A cancer that affects a solid organ is a PMB only if it is "treatable". A cancer is regarded as "treatable" when:

- It affects only the organ of origin;

- There is no evidence that it has spread to other organs in the body:

- It has not caused incurable damage to the organ in which it originated or to any other life-supporting organ; and

- There is scientific evidence that more than 10 percent of people with a similar cancer survive on treatment for at least five years.

If the cancer is not a PMB, your scheme's usual oncology benefits will apply. Schemes often have a limit on oncology benefits, such as R60 000 or R200 000 or R400 000. Pathology, radiology, radiotherapy, chemotherapy and surgery related to the cancer may all deplete this benefit.

Treatment protocols

Your scheme may have certain protocols in terms of which it pays for oncology.

In the case of a cancer that is a PMB, your medical scheme may also have protocols that state for which treatment it will or will not pay, but the minimum standard must be at least what you would receive if you were treated for cancer in a state hospital.

If your doctor wants you to use a medicine that is not available from state healthcare facilities, you may have to foot the bill yourself, or the scheme may reimburse you only the amount it would have paid had you used the medicine dispensed by state facilities or an equally or more effective medicine the scheme has chosen to cover.

CMS Script says you should also remember that you often need to begin with the first line of treatment, and only when that fails can you move on to the next line of treatment.
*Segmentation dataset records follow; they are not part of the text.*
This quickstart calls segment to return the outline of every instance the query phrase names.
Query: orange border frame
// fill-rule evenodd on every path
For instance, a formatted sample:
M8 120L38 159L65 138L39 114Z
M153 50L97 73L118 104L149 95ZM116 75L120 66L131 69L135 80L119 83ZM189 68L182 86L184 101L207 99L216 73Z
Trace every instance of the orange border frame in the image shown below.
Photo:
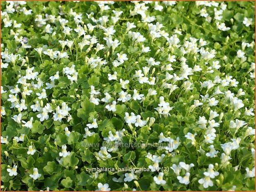
M64 1L72 1L73 0L63 0ZM128 1L129 0L120 0L119 1L117 1L116 0L113 0L114 1ZM133 0L136 1L141 1L140 0ZM201 0L200 0L200 1ZM99 1L103 1L103 0L99 0ZM170 1L174 1L174 0L170 0ZM0 0L0 2L1 1L4 1L2 0ZM18 1L19 1L19 0ZM33 0L27 0L25 1L60 1L59 0L38 0L38 1L33 1ZM92 1L92 0L80 0L80 1ZM167 0L153 0L153 1L167 1ZM176 0L176 1L196 1L196 0ZM256 0L254 0L254 1L253 0L238 0L237 1L236 1L235 0L213 0L213 1L254 1L254 2L256 2ZM255 5L255 12L256 12L256 5ZM1 4L0 3L0 9L1 9ZM255 14L255 20L256 21L256 14ZM1 20L1 15L0 14L0 20ZM0 22L0 28L1 28L1 22ZM255 33L256 33L256 29L255 30ZM1 30L0 30L0 36L1 36ZM1 43L1 39L0 39L0 43ZM255 39L255 43L256 44L256 38ZM1 45L0 45L0 52L1 52L1 50L0 50L0 48L1 48ZM256 55L255 55L255 60L256 60ZM1 64L0 64L0 66L1 65ZM0 78L1 78L1 73L0 73ZM255 84L256 84L256 75L255 75L255 78L254 79L254 81L255 82ZM0 81L0 86L1 86L1 81ZM256 91L256 90L255 90ZM255 92L255 100L256 100L256 92ZM1 94L0 93L0 100L1 99ZM255 107L256 108L256 103L255 103ZM1 107L1 100L0 100L0 107ZM254 112L255 112L255 111L254 111ZM254 116L254 118L255 118L255 128L256 128L256 116ZM1 119L1 117L0 116L0 119ZM0 121L0 130L1 130L1 121ZM0 136L1 136L1 132L0 131ZM0 145L0 156L1 155L1 145ZM255 159L255 164L256 164L256 158ZM0 166L1 166L1 162L0 161ZM1 169L0 169L0 181L1 180ZM254 191L256 191L256 180L255 181L255 190ZM14 192L14 191L10 191L10 192ZM26 191L21 191L21 192L25 192ZM39 191L34 191L35 192L39 192ZM62 191L63 192L72 192L73 191ZM93 192L95 191L89 191L89 192ZM116 191L116 192L121 192L121 191ZM152 191L152 192L160 192L159 191ZM174 192L186 192L185 191L174 191ZM203 192L209 192L210 191L210 192L217 192L217 191L202 191Z

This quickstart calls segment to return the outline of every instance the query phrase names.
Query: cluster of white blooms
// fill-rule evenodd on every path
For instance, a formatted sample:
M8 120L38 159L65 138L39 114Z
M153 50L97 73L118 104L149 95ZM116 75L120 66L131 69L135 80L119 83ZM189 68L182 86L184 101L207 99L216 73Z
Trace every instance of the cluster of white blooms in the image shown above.
M83 158L87 155L94 157L87 161L92 165L114 164L118 159L114 162L118 167L130 149L119 146L125 138L129 143L159 145L155 152L144 147L132 152L134 161L142 158L140 166L144 164L152 172L145 178L155 183L150 187L170 190L167 186L171 178L176 180L176 189L180 184L190 186L193 180L200 187L215 190L208 187L223 181L226 169L239 170L243 179L255 177L254 161L244 166L244 159L236 158L244 154L244 159L252 156L255 160L255 92L251 88L255 43L243 40L246 33L240 37L236 32L240 28L233 25L239 20L239 28L254 39L249 33L254 19L240 13L239 19L227 16L231 9L224 2L193 2L196 9L191 14L202 17L201 25L188 15L178 15L186 8L180 6L182 2L134 1L127 2L128 10L118 7L121 2L58 2L52 11L45 6L47 2L39 12L28 2L5 3L1 12L2 33L7 36L1 46L3 154L8 156L8 152L18 147L28 161L40 156L40 167L27 163L25 168L29 169L27 176L34 180L43 176L47 181L51 178L43 174L49 175L43 168L49 166L42 160L44 156L58 162L56 170L66 168L65 160L73 155L79 159L77 166L70 166L74 170L83 171L77 168L87 166ZM169 15L170 10L173 13ZM172 18L174 14L177 18ZM176 25L179 19L181 23ZM33 23L27 26L25 21ZM215 41L226 33L225 41ZM85 151L82 145L93 143L94 137L98 145ZM196 166L190 159L192 150L198 158ZM3 162L10 165L3 167L12 180L20 178L19 165L25 164L12 152ZM188 164L181 160L184 157ZM172 161L177 159L176 164ZM130 160L129 165L138 166ZM175 174L160 169L165 162ZM121 190L142 190L138 181L143 173L118 173L118 179L109 173L106 178L92 173L94 185L89 189L110 191L109 176L123 183ZM76 184L78 179L72 179ZM229 190L225 185L219 189Z

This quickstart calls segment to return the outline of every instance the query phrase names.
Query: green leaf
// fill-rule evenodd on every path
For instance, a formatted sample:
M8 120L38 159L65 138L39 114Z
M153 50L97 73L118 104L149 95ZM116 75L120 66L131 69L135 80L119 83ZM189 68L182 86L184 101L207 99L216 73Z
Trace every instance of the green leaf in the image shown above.
M79 133L76 132L72 132L70 133L69 137L68 137L67 138L68 144L71 145L77 142L79 139L80 135Z
M97 86L99 82L99 77L95 75L92 76L88 80L88 83L91 85Z
M116 111L115 113L117 113L122 118L123 118L125 116L125 112L127 111L126 106L124 104L121 105L118 104L116 106Z
M79 162L78 158L75 157L75 153L71 152L70 155L63 157L63 164L64 166L75 167Z
M92 162L92 159L94 157L93 154L90 152L89 149L87 149L83 153L81 153L80 154L83 161L87 161L89 164Z
M72 186L72 182L73 181L71 180L70 178L68 177L65 179L61 180L61 185L64 186L66 188L70 188Z
M87 181L90 179L90 176L82 171L80 174L77 175L76 177L77 180L77 184L79 185L85 186L87 184Z
M33 123L33 127L31 128L32 133L38 133L39 134L43 133L43 130L45 129L45 127L41 124L41 122L36 120Z
M123 156L123 159L126 162L130 162L135 159L135 152L129 151Z
M47 165L45 166L43 170L43 171L49 175L52 175L55 173L54 170L56 169L56 163L54 161L48 161Z

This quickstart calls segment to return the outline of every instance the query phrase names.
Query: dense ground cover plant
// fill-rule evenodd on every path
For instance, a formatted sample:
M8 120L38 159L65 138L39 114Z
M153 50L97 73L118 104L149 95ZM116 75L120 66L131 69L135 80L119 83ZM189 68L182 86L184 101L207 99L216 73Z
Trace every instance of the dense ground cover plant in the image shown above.
M254 190L254 2L1 3L2 190Z

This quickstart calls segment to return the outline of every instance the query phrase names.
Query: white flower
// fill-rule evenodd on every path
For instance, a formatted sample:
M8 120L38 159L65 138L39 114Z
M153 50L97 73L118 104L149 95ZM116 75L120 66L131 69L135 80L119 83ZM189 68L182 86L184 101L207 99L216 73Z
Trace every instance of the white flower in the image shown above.
M19 137L14 137L14 138L16 140L17 142L19 142L19 141L24 141L24 134L20 134L20 136Z
M147 53L151 50L149 47L145 47L144 45L142 45L141 47L141 52L142 53Z
M132 112L131 115L129 116L129 114L126 112L125 113L126 116L124 119L126 122L128 124L135 123L137 119L137 116Z
M31 105L30 108L33 109L33 111L34 112L36 111L40 111L41 108L40 107L40 104L39 101L36 101L36 104Z
M108 76L109 78L108 78L109 80L116 80L117 79L117 76L116 75L117 74L117 72L116 71L114 72L114 74L111 75L111 74L108 74Z
M117 60L118 60L121 64L123 63L125 61L127 61L128 58L127 58L127 55L124 53L123 54L120 54L117 53Z
M38 173L38 170L37 168L34 168L33 169L33 175L30 174L29 176L31 177L35 180L36 180L41 176L41 174Z
M121 101L122 102L126 102L130 100L131 95L130 94L128 94L126 92L125 92L123 91L121 91L118 93L119 98L117 100Z
M57 71L56 72L56 74L55 74L55 75L53 76L51 76L50 77L50 79L51 81L54 81L56 79L58 79L59 78L60 76L59 76L59 71Z
M140 94L138 93L138 91L136 89L133 90L133 100L141 100L142 97L144 97L144 95L143 94Z
M12 176L12 175L16 176L18 173L17 173L17 165L14 165L12 168L7 168L7 171L9 172L9 175Z
M179 182L180 183L183 183L185 185L188 185L189 183L189 176L190 173L188 172L186 173L186 175L182 177L180 176L178 176L177 178L179 180Z
M1 136L1 143L5 143L5 144L8 144L9 143L9 142L8 141L8 135L6 136L6 137L4 137Z
M44 28L44 31L48 33L53 33L53 28L51 27L50 24L47 24Z
M98 189L97 191L109 191L110 188L109 188L109 184L106 183L103 185L101 183L98 183Z
M238 58L243 58L244 57L244 52L241 50L239 50L237 52L237 55Z
M43 107L42 109L41 113L36 115L36 117L40 118L40 121L43 121L44 120L47 120L49 118L49 115L46 109Z
M187 135L185 135L185 137L186 137L187 139L189 139L192 141L191 144L193 145L195 145L196 144L196 139L195 139L195 137L196 135L196 133L194 134L192 134L191 133L188 133Z
M88 123L86 125L89 129L92 128L97 128L98 127L98 124L97 123L97 119L93 118L92 119L92 123Z
M39 100L41 100L42 99L44 99L47 97L47 95L46 95L46 90L44 89L43 89L42 90L42 92L41 93L36 93L36 95L38 97L38 98Z
M244 21L243 21L243 23L244 24L246 27L249 27L252 24L252 19L248 19L247 17L244 17Z
M105 97L101 99L101 101L103 102L105 102L105 103L108 103L109 102L109 100L111 99L111 95L109 95L108 92L105 92L104 93L104 95L106 97Z
M147 124L147 121L143 121L140 119L140 115L138 115L137 116L137 119L136 120L136 122L134 124L134 125L136 127L140 126L140 127L142 127L143 126L146 125Z
M62 145L62 146L61 146L61 149L62 149L62 152L59 153L59 155L60 156L65 157L70 155L70 152L67 151L67 146L65 145Z
M181 167L185 169L187 172L189 171L191 168L195 166L195 165L193 164L185 164L184 162L180 162L179 165Z
M64 130L65 130L65 135L68 137L69 137L70 134L70 132L68 130L68 127L65 127Z
M31 155L33 155L36 152L36 150L35 149L33 149L31 145L30 145L29 147L29 149L27 153L28 155L31 154Z
M216 176L218 176L220 175L220 173L217 171L215 171L213 170L214 166L212 164L209 165L209 167L207 171L203 173L203 174L208 177L209 177L212 179L214 178Z
M133 23L127 22L126 23L126 31L130 31L133 28L136 28L136 26L134 25L134 24Z
M107 105L106 106L106 109L108 109L108 111L112 111L113 112L115 112L116 111L116 101L114 101L112 102L112 104L110 105Z
M132 171L130 173L126 173L125 174L126 178L124 179L123 180L125 182L130 182L131 181L134 179L137 179L137 176L134 175L133 171Z
M204 188L208 188L209 186L213 187L213 183L211 180L210 177L205 176L204 178L202 178L198 180L198 183L200 184L203 184Z
M157 177L156 176L154 177L154 180L157 185L164 185L166 183L166 181L163 180L163 177L164 173L163 172L160 172Z
M210 106L216 106L219 102L219 101L216 100L215 97L209 99L208 101L209 105Z
M122 88L124 89L126 89L126 88L125 87L126 85L128 84L130 82L130 81L129 80L123 81L123 79L121 78L119 81L120 81L120 84L122 85Z
M13 117L12 117L12 119L19 124L20 124L22 121L22 114L20 113L18 115L15 115Z
M217 154L219 152L219 151L216 151L215 150L214 146L213 145L211 145L209 146L208 148L210 148L210 152L206 153L205 154L206 156L210 157L211 158L216 156Z
M210 134L208 134L207 135L204 135L205 137L205 141L206 143L213 143L213 140L215 139L215 137L212 136Z
M254 109L253 108L247 109L247 107L245 107L245 111L244 112L244 114L246 115L248 115L248 116L254 116L255 114L252 112L253 111Z

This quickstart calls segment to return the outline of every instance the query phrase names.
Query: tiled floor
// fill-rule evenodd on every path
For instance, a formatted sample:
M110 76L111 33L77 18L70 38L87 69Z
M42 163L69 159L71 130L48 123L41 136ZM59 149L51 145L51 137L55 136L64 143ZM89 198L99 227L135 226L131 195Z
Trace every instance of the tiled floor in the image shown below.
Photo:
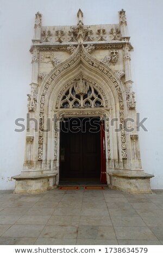
M0 245L163 245L163 190L0 191Z

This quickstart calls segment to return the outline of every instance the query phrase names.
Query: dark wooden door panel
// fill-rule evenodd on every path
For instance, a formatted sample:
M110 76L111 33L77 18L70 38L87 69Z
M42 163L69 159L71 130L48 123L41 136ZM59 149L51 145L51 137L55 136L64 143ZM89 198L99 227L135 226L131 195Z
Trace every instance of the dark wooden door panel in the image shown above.
M88 128L87 124L85 132L82 129L77 133L72 129L61 132L61 151L65 154L60 161L61 178L100 177L100 131L92 133Z

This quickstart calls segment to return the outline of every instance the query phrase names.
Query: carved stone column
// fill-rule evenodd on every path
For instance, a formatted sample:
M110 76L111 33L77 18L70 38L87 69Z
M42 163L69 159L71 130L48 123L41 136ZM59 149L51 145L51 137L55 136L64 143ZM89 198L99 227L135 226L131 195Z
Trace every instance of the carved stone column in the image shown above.
M127 19L126 16L126 11L122 9L119 13L119 22L121 29L121 33L122 39L127 38L128 36L128 30L127 30Z
M42 14L39 11L35 14L35 34L33 40L33 42L39 42L41 41L41 30L42 25Z

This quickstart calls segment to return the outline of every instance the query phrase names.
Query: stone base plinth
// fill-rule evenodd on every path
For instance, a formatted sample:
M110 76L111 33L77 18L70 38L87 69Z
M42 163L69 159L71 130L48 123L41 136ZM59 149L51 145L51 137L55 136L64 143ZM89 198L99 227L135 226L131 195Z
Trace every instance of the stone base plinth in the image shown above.
M35 194L57 187L56 174L37 176L17 175L11 177L16 180L14 193Z
M151 194L150 179L153 175L143 173L142 174L123 174L112 173L109 174L111 189L121 190L133 194Z

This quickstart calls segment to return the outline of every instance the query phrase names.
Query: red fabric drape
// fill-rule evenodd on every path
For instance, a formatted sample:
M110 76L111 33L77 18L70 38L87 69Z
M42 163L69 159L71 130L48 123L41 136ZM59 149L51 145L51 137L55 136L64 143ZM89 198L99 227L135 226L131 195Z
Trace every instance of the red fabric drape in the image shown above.
M101 181L106 183L104 121L101 122Z

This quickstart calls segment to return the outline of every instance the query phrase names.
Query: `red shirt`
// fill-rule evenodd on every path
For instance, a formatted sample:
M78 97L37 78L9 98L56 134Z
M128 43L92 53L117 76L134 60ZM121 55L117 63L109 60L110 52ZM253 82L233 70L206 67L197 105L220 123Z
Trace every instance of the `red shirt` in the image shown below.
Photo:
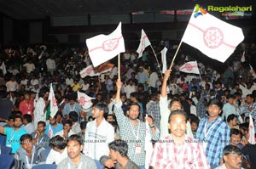
M27 103L26 100L23 100L22 102L20 103L19 105L19 110L20 111L21 111L22 115L26 115L26 114L29 114L32 116L34 116L33 111L34 111L34 103L33 101L29 101Z

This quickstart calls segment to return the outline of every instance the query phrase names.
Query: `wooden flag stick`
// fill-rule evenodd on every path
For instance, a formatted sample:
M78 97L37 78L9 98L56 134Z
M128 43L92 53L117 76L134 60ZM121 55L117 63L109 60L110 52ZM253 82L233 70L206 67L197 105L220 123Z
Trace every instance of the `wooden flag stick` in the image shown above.
M176 58L176 56L177 56L177 52L178 52L178 50L179 50L179 48L180 48L180 46L181 46L181 43L182 43L182 42L183 42L180 41L180 42L179 42L179 44L178 44L178 47L177 47L177 50L176 50L176 53L175 53L175 54L174 54L174 57L173 57L173 59L172 59L172 64L171 64L171 65L170 65L169 70L171 70L172 67L173 62L174 62L174 60L175 60L175 58Z
M160 66L160 65L159 65L159 61L158 61L158 59L157 59L155 52L154 52L154 48L153 48L153 47L152 47L151 44L150 44L150 47L151 47L151 49L152 49L152 51L153 51L153 53L154 53L154 57L155 57L155 59L156 59L156 62L157 62L157 67L158 67L158 69L160 70L160 72L161 72ZM160 73L160 74L161 74L161 77L163 78L162 73Z
M119 70L119 79L120 79L120 54L118 56L118 70ZM120 79L121 80L121 79Z

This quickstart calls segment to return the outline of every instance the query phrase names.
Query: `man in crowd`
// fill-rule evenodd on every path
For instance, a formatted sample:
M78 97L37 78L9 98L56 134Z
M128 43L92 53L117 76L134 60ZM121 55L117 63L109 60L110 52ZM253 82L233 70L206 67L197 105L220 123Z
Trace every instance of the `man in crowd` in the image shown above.
M242 155L237 147L227 145L223 149L224 163L215 169L243 169L241 167Z
M84 140L78 135L72 135L67 140L67 150L68 156L64 159L57 169L66 168L90 168L96 169L96 165L92 159L83 155Z
M23 115L23 124L24 124L23 128L30 134L35 132L34 125L32 122L32 117L31 115L26 114Z
M108 144L109 156L103 155L101 157L101 163L112 168L124 168L124 169L139 169L139 167L132 162L127 156L128 144L124 140L115 140ZM119 166L119 167L118 166Z
M108 106L98 102L93 106L91 112L95 120L88 122L86 126L83 152L95 161L98 169L104 168L99 161L100 158L109 154L108 145L114 140L114 129L104 118L104 114L108 111Z
M32 133L33 144L36 147L49 147L49 137L44 133L46 124L44 121L38 121L36 132Z
M156 143L150 166L157 168L196 168L207 169L209 165L200 143L186 134L187 114L176 110L169 115L171 134Z
M57 122L57 115L55 115L54 117L49 117L49 124L46 126L46 130L44 131L44 133L48 135L49 138L52 138L54 135L55 135L58 132L61 131L63 129L63 126Z
M120 92L122 82L120 79L116 82L117 93L115 99L114 113L120 130L120 138L128 144L128 157L135 162L141 169L145 168L145 135L146 124L140 121L140 106L137 103L132 103L127 111L128 117L124 115L121 108ZM154 127L153 120L147 118L151 127L152 138L159 138L159 131Z
M59 135L64 138L64 139L66 140L67 137L74 134L74 132L72 132L71 128L72 128L72 121L70 120L66 120L63 122L63 130L57 132L55 134L55 136Z
M61 136L55 136L49 142L51 148L47 158L46 164L55 163L58 165L62 160L67 157L66 141Z
M27 132L21 128L23 124L23 118L21 115L15 116L15 127L3 127L0 126L0 133L5 134L6 146L12 148L12 154L15 154L17 149L20 147L20 138L23 134L26 134Z
M219 166L221 152L229 144L230 129L218 115L222 104L212 99L208 104L209 115L201 120L196 131L196 139L202 142L211 168Z
M31 134L21 136L20 145L15 155L15 169L31 169L32 166L45 162L44 149L43 147L35 147L32 143Z

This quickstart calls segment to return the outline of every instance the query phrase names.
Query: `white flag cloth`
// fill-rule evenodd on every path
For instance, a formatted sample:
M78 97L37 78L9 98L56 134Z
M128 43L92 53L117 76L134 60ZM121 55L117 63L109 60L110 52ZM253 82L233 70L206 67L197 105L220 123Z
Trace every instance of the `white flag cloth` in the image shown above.
M122 36L122 23L109 35L98 35L86 39L89 55L94 67L113 59L117 54L125 52Z
M224 62L244 39L242 30L196 6L182 41L207 56Z
M148 117L148 115L147 115ZM150 127L148 121L145 121L146 125L146 136L145 136L145 151L146 151L146 160L145 160L145 168L149 168L149 162L153 152L153 144L151 142L151 133Z
M255 79L256 78L256 73L255 73L253 68L252 67L251 64L249 64L249 65L250 65L250 73L252 74L252 76Z
M243 51L243 53L241 54L241 62L245 62L245 51Z
M99 76L99 73L95 73L92 65L88 65L86 68L82 70L79 74L82 78L84 78L86 76Z
M142 29L141 42L140 42L139 47L137 49L137 53L138 54L137 58L140 58L143 56L143 51L149 45L151 45L151 42L148 40L144 30Z
M252 115L249 115L250 118L250 122L249 122L249 138L248 138L248 142L251 144L255 144L255 130L254 130L254 124L253 121Z
M193 132L192 132L192 130L191 130L191 125L190 125L190 122L189 122L189 121L187 121L187 130L186 130L186 134L187 134L187 136L189 136L189 138L194 138L194 135L193 135Z
M95 99L95 98L90 98L87 94L79 91L78 91L78 98L79 98L79 104L84 110L90 108L90 106L92 105L91 99Z
M166 62L166 52L167 48L165 47L163 50L161 50L161 59L162 59L162 64L163 64L163 68L162 68L162 72L165 73L167 70L167 62Z
M50 83L50 88L49 88L49 93L48 99L49 100L50 116L54 117L56 115L59 108L58 108L55 93L54 93L54 90L52 87L52 83Z
M200 74L196 61L187 62L179 68L180 71L185 73Z

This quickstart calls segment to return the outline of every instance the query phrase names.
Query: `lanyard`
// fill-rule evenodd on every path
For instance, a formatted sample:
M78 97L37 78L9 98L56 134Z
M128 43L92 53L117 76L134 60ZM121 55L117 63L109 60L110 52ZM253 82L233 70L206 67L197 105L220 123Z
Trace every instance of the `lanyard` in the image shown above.
M138 127L137 127L137 134L135 134L135 129L134 129L134 127L131 124L130 122L130 125L131 127L131 131L132 131L132 133L136 138L136 141L138 140L138 138L139 138L139 132L140 132L140 126L141 126L141 123L140 121L138 121Z
M81 163L79 164L78 169L82 169L82 164L83 164L83 162L81 161ZM68 163L68 169L72 169L71 166L70 166L70 163Z
M70 110L70 111L73 111L74 109L76 108L76 105L75 105L75 104L73 104L73 107L71 108L71 105L69 104L69 110Z
M213 127L216 126L216 124L217 124L217 122L214 122L213 125L212 125L212 126L210 127L210 128L207 130L207 121L206 121L206 123L205 123L205 127L204 127L204 130L203 130L203 132L204 132L204 133L205 133L205 138L207 137L207 135L208 135L208 133L209 133L209 131L210 131L212 128L213 128Z
M39 135L39 137L40 137L40 135ZM39 137L38 137L38 141L37 141L37 144L38 144L38 145L39 145L39 144L41 144L41 142L43 141L43 139L44 139L44 136L43 136L43 137L41 138L40 141L39 141Z
M15 134L14 134L14 132L15 132L15 128L13 128L13 131L12 131L12 132L11 132L11 134L10 134L10 138L9 138L9 142L10 142L10 143L12 143L12 140L13 140L15 135Z
M26 164L28 165L28 168L31 169L32 168L32 165L33 165L33 160L34 160L34 155L35 153L32 153L32 160L31 160L31 163L29 164L29 161L28 161L28 157L27 155L26 155Z

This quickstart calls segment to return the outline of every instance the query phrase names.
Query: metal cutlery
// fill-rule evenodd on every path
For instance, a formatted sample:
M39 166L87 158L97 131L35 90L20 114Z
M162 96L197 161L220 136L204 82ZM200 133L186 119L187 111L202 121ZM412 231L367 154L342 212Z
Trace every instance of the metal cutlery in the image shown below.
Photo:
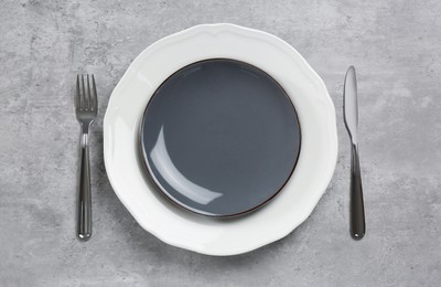
M92 236L92 193L89 166L89 127L98 113L98 99L94 75L77 75L75 113L82 126L80 171L78 187L77 236L88 241Z
M365 209L363 202L362 173L358 157L358 99L354 66L346 72L343 108L346 129L351 137L351 235L354 240L365 236Z

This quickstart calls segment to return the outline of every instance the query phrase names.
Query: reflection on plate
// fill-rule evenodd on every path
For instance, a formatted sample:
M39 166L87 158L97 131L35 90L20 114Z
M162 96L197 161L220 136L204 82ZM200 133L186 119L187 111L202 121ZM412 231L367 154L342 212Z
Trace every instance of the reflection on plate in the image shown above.
M291 176L300 127L282 87L226 59L193 63L154 93L141 121L154 183L179 205L216 217L252 211Z
M208 59L237 60L265 71L290 97L302 132L295 170L281 192L262 209L232 220L178 209L146 177L139 153L139 127L152 95L176 71ZM181 167L186 161L178 161L172 155L168 128L162 139L160 130L152 141L159 145L157 152L161 152L163 139L162 148L166 147L176 170L204 187ZM198 25L155 42L127 70L107 106L104 156L116 194L148 232L168 244L203 254L240 254L282 238L313 211L336 163L335 110L323 81L282 40L233 24ZM176 181L185 182L179 176Z

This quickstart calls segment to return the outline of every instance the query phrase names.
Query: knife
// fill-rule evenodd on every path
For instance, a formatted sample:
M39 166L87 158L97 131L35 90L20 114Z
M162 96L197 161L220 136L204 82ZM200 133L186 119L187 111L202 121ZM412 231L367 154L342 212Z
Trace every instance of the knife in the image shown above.
M346 72L343 109L346 129L351 137L351 235L354 240L361 240L366 233L365 208L363 203L362 173L358 157L358 100L357 79L354 66Z

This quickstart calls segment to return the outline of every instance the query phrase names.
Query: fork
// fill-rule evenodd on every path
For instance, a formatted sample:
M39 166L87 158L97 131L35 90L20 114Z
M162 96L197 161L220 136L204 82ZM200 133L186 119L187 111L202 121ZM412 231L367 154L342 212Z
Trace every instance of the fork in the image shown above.
M86 78L86 81L85 81ZM92 82L92 83L90 83ZM80 171L78 192L77 236L88 241L92 236L92 193L89 166L89 127L98 113L98 99L94 75L77 75L75 113L82 126Z

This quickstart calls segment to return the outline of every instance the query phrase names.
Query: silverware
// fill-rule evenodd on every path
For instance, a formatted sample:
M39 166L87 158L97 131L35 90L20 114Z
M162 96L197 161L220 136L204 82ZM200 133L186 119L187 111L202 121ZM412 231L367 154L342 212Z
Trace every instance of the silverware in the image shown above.
M90 83L92 82L92 83ZM89 127L98 111L98 99L94 75L77 75L75 113L82 126L80 137L80 171L78 191L77 235L80 241L92 236L92 194L89 166Z
M351 235L354 240L365 236L365 208L363 203L362 174L358 158L358 99L354 66L346 72L343 95L344 119L351 137Z

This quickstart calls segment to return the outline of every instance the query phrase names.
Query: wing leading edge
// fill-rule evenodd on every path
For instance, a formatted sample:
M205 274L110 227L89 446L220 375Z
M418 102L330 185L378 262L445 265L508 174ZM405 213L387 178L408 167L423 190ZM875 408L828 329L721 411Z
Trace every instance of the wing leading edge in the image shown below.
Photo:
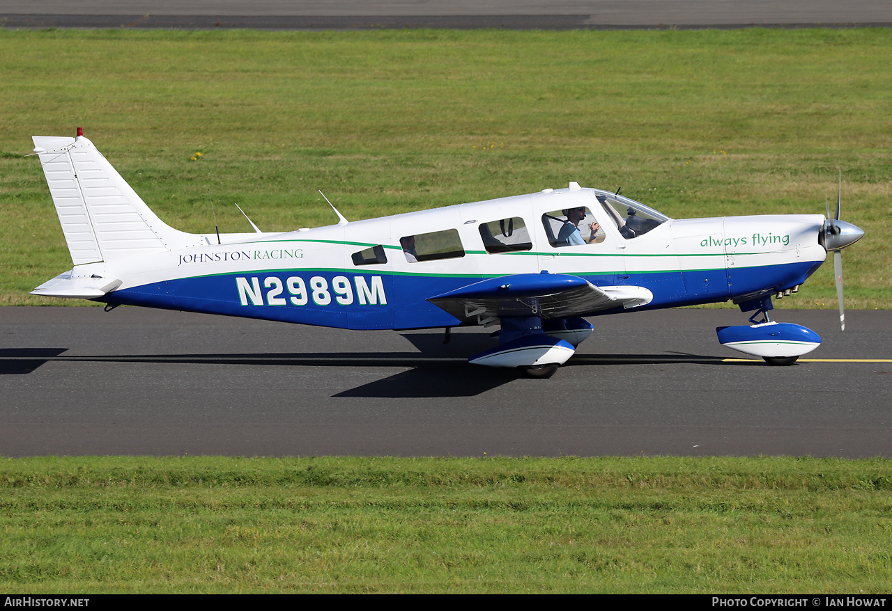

Your medical scheme may ask for evidence that the first line of treatment has failed before it approves the next line of treatment.

Often, you need to obtain pre-authorisation for oncology benefits, and your doctor may need to submit certain information to your scheme about your cancer and the stage of your illness.

Even if your cancer does qualify as a PMB, if the disease progresses and, for example, becomes an untreatable cancer of the solid organ or organs, you may no longer qualify for benefits for treatment in terms of the PMBs. You will then only qualify for the medical scheme's oncology benefits, if the scheme option has any, or palliative care.

To qualify for PMB cover, your doctor may also have to submit a treatment plan.

If you have treatable cancer of the colon and part of your colon is removed, and it becomes necessary for you to use stoma or colostomy bags, these should also be covered as part of the PMBs.

The scheme can take the cost of the bags out of your "appliance" benefit, but once this is exhausted, the scheme must continue to pay for them.